Monday, November 23, 2009

Starting Over/Dilly Beans

I feel it again, that desperate, clawing need for some sort of creative outlet. The creation of this blog was really my dear friend Chelsea’s idea, who always has my best interests in mind and has always advocated loudly for self expression and productivity. I was out visiting her in Portland in June this year, and one slow, rainy morning we “launched” Sophie Writes, the beautiful cabbage masthead photo having previously been taken at a local flea market near Chelsea’s house. Anyway, I was reluctant to say the least and obviously, due to a sparseness of “posts” since, never really quite got into it. But I want to try, I do. Again. I’m going to try again and I am not going to make lame excuses about how I don’t have anything to talk about, or how I can’t figure out the nuances of blogspot.
So, while I wasn’t writing or posting things this summer let it be known that I was thinking about it. And planning. My mother’s garden had a bumper crop of green beans this summer and I photographed the entire canning process because I was convinced it would be a great blog post. I didn’t do it four months ago but I will bring it to you now…
Dilly Beans.
I am a freak for anything pickled. Something about crispy preserved vegetables submerged in salty, briny, vinegar satisfies my soul. I had a pickled egg for the first time at a bar in Providence recently and it was a revelation. Oh, pickles, pickles, pickles!
The garden this year was sadly not the most productive it has been in the past, despite my parents fierce war on the groundhogs and my mother’s tireless weeding and gentle gardener’s touch. But we got a lot of green beans. We ate as many as we could every day, sautéed them with olive oil and garlic, cut them up and put them in salads, and nibbled on them throughout the lazy afternoons like they were potato chips.
But I knew greater steps had to be taken to preserve these beans, lest they go to waste.
The recipe I used came from A Primer for Pickles: A Reader for Relishes.
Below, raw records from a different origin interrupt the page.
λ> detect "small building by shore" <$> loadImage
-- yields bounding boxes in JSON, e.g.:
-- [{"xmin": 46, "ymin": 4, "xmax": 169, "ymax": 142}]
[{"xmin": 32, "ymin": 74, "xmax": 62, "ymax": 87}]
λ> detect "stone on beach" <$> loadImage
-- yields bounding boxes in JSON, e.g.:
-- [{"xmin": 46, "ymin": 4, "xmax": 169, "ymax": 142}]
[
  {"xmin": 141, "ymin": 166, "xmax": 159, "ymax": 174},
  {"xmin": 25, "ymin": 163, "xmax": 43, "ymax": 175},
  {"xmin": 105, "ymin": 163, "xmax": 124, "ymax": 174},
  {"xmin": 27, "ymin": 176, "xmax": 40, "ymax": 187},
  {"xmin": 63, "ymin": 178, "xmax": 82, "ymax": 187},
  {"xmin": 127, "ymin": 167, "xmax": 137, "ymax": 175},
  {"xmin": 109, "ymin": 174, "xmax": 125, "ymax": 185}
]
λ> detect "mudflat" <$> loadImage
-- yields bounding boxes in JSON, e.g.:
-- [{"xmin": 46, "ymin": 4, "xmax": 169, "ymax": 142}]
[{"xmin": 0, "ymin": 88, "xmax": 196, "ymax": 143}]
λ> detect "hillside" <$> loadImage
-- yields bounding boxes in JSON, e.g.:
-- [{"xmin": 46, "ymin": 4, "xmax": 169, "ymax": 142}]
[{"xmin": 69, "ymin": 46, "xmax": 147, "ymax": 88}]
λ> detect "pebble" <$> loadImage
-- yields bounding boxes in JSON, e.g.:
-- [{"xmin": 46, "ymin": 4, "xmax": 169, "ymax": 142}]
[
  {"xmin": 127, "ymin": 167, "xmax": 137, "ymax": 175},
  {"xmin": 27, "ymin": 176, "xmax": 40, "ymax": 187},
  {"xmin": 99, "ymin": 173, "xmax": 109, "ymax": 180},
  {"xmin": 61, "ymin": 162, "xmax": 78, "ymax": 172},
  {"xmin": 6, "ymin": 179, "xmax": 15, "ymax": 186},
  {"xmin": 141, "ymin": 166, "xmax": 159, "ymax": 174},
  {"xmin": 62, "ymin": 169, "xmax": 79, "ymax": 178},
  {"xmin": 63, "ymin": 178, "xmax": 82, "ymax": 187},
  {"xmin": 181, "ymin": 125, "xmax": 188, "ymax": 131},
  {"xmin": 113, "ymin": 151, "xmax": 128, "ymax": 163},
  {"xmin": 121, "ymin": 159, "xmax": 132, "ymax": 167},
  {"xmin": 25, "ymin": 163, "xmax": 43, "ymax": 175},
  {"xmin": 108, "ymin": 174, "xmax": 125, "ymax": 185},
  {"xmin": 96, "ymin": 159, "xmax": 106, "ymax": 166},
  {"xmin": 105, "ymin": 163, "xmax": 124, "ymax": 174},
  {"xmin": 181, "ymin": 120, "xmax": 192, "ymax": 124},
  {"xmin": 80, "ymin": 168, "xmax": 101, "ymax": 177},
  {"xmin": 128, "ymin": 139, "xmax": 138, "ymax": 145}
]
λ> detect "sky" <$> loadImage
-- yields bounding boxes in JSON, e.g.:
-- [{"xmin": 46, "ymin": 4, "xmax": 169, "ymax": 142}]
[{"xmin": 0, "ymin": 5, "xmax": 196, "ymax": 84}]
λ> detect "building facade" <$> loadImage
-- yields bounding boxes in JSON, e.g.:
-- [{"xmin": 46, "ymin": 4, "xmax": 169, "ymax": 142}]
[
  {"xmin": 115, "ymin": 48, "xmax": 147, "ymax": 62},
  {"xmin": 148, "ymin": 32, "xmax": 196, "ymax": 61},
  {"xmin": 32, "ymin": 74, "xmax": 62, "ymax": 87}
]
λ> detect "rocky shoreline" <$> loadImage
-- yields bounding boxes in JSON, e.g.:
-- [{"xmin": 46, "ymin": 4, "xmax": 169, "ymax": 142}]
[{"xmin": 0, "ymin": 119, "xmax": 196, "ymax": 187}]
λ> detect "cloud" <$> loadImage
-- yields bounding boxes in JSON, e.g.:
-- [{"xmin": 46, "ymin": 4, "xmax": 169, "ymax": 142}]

It’s a very simple process, and because the beans are only slightly cooked during the water bath at the end, they come out being delightfully crisp and crunchy.
4 lbs green beans, whole, (about 4 quarts)
For each pint jar:
¼ tsp. hot red pepper, crushed
½ tsp. mustard seed
1 dill head
I clove garlic
Solution of 5 cups cider vinegar to 5 cups purified water and ½ cups pickling salt (I just use kosher salt)
Make sure you wash the beans thoroughly. Cut into lengths that fill the pint jars. Pack beans into sterilized jars. Add crushed pepper, mustard seed, dill heads, and garlic (blanch garlic in hot water for 1 minute before placing in jar).
Combine vinegar, water, and salt. Heat to boiling. Pour boiling liquid over beans filing to ½ inch of the top of jar. Seal and process for 5 minutes in a boiling water bath.

Behold your beautiful jars of Dilly Beans! Marvel at the warm, smooth glass jars full of tasty pickles and feel virtuous when you hear their little lids pop as they seal up for many months. Open them in January and think about sunburns and mowing the lawn.
PS. I entered a jar of these at the Washington County Fair this year. Second place! Not bad…I think I didn’t get first because I could have packed the beans straighter. There is always next year.


  1. awwwww, I miss that kitchen! so exciting to see your post this morning!

  2. hey! cool! I like the blog! this is Andrea.